Huberman also carried out guest appearances in numerous European cities. In February and March 1940, he travelled to be “his” orchestra for the last time and together they gave concerts in Palestine and Egypt. The course of the war meant that he was unable to return to Switzerland from a concert tour to South Africa, travelling instead to the US in August 1940. There he continued to give concerts until summer 1945. After the end of the Second World War, he fulfilled his concert obligations and completed tours in Europe, the US and Cuba but became so seriously ill after his last public concert in Zurich in April 1946 that he was no longer able to perform. He died on 16 June 1947 in his house in Corsier in the Swiss canton of Waadt. Thanks to his founding of the orchestra, an estimated six hundred people were able to be saved from persecution and death between 1936 and 1939.[52]
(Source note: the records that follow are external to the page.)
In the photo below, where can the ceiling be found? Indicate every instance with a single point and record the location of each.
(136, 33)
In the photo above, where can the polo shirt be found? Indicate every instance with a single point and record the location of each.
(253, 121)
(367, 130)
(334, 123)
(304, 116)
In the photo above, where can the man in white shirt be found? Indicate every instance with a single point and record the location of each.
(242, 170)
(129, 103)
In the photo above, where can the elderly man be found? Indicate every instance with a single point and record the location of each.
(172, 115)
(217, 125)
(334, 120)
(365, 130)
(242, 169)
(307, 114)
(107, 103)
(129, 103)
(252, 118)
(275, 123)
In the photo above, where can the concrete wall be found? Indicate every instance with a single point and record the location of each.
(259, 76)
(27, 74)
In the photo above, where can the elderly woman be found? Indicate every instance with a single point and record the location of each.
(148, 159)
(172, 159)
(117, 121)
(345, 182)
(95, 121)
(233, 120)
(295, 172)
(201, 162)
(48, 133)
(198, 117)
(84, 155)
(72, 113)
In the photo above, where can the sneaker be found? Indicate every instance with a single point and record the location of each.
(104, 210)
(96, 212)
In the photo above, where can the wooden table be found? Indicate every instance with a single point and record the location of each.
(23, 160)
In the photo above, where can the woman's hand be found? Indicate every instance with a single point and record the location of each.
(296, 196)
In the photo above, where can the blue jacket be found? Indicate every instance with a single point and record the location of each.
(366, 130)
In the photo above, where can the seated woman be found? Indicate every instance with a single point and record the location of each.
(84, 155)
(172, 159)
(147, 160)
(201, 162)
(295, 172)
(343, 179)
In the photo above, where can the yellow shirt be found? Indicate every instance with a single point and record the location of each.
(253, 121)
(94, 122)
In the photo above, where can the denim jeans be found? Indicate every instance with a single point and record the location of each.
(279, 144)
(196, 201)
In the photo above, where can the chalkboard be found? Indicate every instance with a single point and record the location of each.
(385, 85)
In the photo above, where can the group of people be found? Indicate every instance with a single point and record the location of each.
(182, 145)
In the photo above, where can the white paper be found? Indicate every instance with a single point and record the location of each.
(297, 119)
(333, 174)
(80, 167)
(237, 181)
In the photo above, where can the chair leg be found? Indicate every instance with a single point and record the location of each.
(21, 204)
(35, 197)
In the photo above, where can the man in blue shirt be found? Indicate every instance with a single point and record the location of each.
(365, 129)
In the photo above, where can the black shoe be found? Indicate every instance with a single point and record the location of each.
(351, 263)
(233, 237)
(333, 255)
After its frantic start, the Palestine Orchestra enjoyed great popularity in Palestine and undertook a tour to Egypt every year. However, when the Second World War broke out, it ran into financial difficulties because foreign conductors stayed away and the local orchestra leaders were unable to convince musicians or audiences to support it. Inevitably, the financial donations from Europe failed to materialise. The tense economic situation meant that most of the orchestra members also had to play in cafés and hotels. Nevertheless, in 1942 and 1943 more than two hundred concerts were still being held per season. The orchestra also released itself from Huberman’s influence. His absence and subsequent ill health meant that he was unable to look after it any more anyway. The funding system of the international trust gradually collapsed because European and American patrons withdrew their patronage. In 1946, the orchestra committee elected by the musicians decided on a new organisational form financed by municipal and state institutions in Palestine. After the state of Israel was created in May 1948, the orchestra was definitively renamed the Israel Philharmonic Orchestra[53] at the beginning of the 1948/49 concert season and is today considered one of the leading ensembles in the world.